NABOKV-L post 0021892, Mon, 1 Aug 2011 13:20:00 -0300

Subject
Re: Don-plus-Quixote anagram
From
Date
Body
Alexey Sklyarenko:Дон Кихот = ход + никто = док/код + Тихон/хитон/Хотин = дно + кит/тик (кот/ток) + ох (их) = охотник + д = похотник + д - п

JM: Cervantes is mentioned by G.K.Chesterton in the last stanza of his poem "Lepanto," a naval battle fought against the Turks in 1571 and the one in which he lost the use of his left hand (but here he is still able to return the sword to its sheath).* In ADA Van receives a pistol shot during a duel after which he lost his special abilities as a maniambulator.
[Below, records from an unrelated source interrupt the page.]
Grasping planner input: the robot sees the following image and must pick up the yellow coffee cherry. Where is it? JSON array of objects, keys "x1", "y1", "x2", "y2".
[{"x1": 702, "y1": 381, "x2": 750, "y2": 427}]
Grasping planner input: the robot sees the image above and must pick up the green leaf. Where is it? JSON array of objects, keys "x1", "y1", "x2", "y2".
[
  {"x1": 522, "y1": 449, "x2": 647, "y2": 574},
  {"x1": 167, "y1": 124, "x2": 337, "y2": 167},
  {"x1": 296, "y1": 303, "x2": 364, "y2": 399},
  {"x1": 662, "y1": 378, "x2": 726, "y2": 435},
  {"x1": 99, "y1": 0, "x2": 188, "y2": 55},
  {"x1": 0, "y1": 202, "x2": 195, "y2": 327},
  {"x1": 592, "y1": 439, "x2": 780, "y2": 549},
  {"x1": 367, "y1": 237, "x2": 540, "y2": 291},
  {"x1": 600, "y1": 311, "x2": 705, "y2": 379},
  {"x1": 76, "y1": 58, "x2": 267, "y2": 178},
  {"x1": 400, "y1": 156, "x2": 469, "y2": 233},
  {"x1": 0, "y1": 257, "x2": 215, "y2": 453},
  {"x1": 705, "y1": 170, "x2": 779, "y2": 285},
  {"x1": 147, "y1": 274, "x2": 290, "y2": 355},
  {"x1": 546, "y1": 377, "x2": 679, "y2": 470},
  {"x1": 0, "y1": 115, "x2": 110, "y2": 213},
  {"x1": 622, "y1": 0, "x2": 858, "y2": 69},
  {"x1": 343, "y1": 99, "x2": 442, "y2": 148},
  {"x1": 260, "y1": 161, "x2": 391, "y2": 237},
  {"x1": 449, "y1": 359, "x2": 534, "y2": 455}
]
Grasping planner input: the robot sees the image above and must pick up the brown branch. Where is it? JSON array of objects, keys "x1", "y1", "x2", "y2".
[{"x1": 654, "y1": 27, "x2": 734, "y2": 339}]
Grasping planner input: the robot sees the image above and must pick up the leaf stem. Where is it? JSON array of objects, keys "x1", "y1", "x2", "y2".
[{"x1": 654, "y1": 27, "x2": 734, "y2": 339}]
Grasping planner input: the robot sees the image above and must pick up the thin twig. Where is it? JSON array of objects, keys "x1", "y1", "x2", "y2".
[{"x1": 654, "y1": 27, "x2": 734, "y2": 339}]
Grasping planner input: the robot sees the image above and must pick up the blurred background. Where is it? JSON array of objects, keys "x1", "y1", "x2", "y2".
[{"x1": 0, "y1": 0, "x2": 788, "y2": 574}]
I think it has something to do with his omoplates (I don't know where kingly or angelic/demonic wings are attached but it might be on the shoulder-blades)
.

Opening lines:
WHITE founts falling in the courts of the sun,
And the Soldan of Byzantium is smiling as they run;
There is laughter like the fountains in that face of all men feared,
It stirs the forest darkness, the darkness of his beard,
It curls the blood-red crescent, the crescent of his lips,
For the inmost sea of all the earth is shaken with his ships.
They have dared the white republics up the capes of Italy,
They have dashed the Adriatic round the Lion of the Sea,
And the Pope has cast his arms abroad for agony and loss,
And called the kings of Christendom for swords about the Cross,
The cold queen of England is looking in the glass;
The shadow of the Valois is yawning at the Mass;
From evening isles fantastical rings faint the Spanish gun,
And the Lord upon the Golden Horn is laughing in the sun.

Last lines:
Cervantes on his galley sets the sword back in the sheath
(Don John of Austria rides homeward with a wreath.)
And he sees across a weary land a straggling road in Spain,
Upon which a lean and foolish knight forever rides in vain,
And he smiles, but not as Sultans smile, and settles back the blade...
(But Don John of Austria rides home from the Crusade.)
.........................................................................................................................................................................................

*- SKB, in one of his postings observes that "the Russian word rooka can mean both arm and hand... A bullet hit his left arm reducing its mobility, but control of the hand, it seems, was totally lost. In everyday English, we would not refer to Cervantes as ‘one-armed.’ But, effectively, in terms of usage, the term is applicable."